7. Other common operations
In addition to the functions introduced above, python-docx
it also provides many other common operation methods. Here are some examples:
- Get all paragraphs in a document:
from docx import Document
# 打开现有文档
doc = Document('示例文档.docx')
# 遍历所有段落
for paragraph in doc.paragraphs:
print(paragraph.text)
- Delete a paragraph in a document:
from docx import Document
# 打开现有文档
doc = Document('示例文档.docx')
# 删除第一个段落
doc._body[0].getparent().remove(doc._body[0])
- Modify the properties of the document:
from docx import Document
# 打开现有文档
doc = Document('示例文档.docx')
# 修改标题
doc.core_properties.title = '新标题'
# 保存文档
doc.save('示例文档.docx')
- Insert hyperlink:
from docx import Document
from docx.shared import Pt
from docx.oxml.ns import nsdecls
from docx.oxml import parse_xml
# 创建新文档
doc = Document()
# 添加段落
p = doc.add_paragraph()
# 添加超链接
run = p.add_run()
hyperlink = run.add_hyperlink("https://www.example.com", "这是一个链接")
# 设置超链接样式
hyperlink.style = "Hyperlink"
r = run._r
r.insert(1, parse_xml('<w:rPr><w:rStyle w:val="Hyperlink"/></w:rPr>'))
# 设置超链接字体样式
pr = run._element.get_or_add_pPr()
hyperlink_rpr = parse_xml('<w:rPr xmlns:w="http://schemas.openxmlformats.org/wordprocessingml/2006/main"><w:rFonts w:asciiTheme="majorEastAsia" w:cstheme="majorEastAsia"/><w:b/><w:sz w:val="14"/><w:szCs w:val="14"/><w:u w:val="single"/></w:rPr>')
pr.append(hyperlink_rpr)
# 保存文档
doc.save('示例文档.docx')
In this example, we first created a new document and added a paragraph. We then use add_hyperlink
the method to add a hyperlink in the paragraph to "https://www.example.com" and read "This is a link". By setting the style and font style, we can customize the appearance of the hyperlink.

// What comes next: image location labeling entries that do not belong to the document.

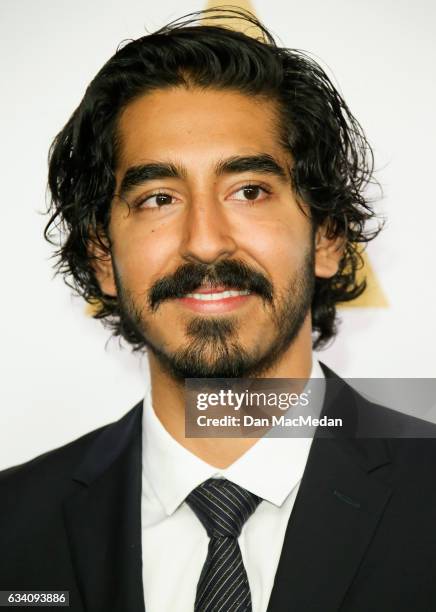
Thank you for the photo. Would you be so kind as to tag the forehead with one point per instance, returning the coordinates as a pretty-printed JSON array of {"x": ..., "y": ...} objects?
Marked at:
[{"x": 191, "y": 125}]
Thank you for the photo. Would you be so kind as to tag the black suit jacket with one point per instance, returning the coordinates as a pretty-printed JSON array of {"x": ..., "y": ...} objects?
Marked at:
[{"x": 361, "y": 537}]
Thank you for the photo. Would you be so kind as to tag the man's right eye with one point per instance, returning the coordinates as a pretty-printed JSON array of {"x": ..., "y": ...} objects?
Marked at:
[{"x": 155, "y": 200}]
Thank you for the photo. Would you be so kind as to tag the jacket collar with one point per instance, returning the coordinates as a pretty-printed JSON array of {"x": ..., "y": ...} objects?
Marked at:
[{"x": 337, "y": 510}]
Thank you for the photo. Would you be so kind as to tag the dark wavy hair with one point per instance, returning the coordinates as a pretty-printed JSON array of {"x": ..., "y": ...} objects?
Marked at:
[{"x": 333, "y": 161}]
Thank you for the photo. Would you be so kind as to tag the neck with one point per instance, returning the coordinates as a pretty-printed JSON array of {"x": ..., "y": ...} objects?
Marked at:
[{"x": 168, "y": 398}]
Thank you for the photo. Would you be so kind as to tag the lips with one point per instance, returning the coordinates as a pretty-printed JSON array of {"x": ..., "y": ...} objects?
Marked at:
[
  {"x": 214, "y": 300},
  {"x": 211, "y": 294}
]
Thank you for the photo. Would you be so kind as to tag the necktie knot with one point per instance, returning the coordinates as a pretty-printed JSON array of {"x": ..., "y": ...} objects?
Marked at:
[{"x": 222, "y": 506}]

- Set the page layout and style:
from docx import Document
from docx.shared import Inches
# 创建新文档
doc = Document()
# 设置页面布局
section = doc.sections[0]
section.page_width = Inches(8.5)
section.page_height = Inches(11)
# 设置页面边距
section.left_margin = Inches(1)
section.right_margin = Inches(1)
section.top_margin = Inches(1)
section.bottom_margin = Inches(1)
# 保存文档
doc.save('示例文档.docx')
In this example, we create a new document and get the first section. Through settings page_width
and page_height
properties, we can adjust the width and height of the page. At the same time, by setting left_margin
, right_margin
, top_margin
and bottom_margin
properties, we can adjust the page margins.
This is only python-docx
a small part of the functionality of the library, which also provides many other operations, such as inserting headers and footers, adjusting font styles, inserting comments, and so on. You can learn more details through the official documentation: https://python-docx.readthedocs.io/
python-docx
Hope this article helps you understand and use the library!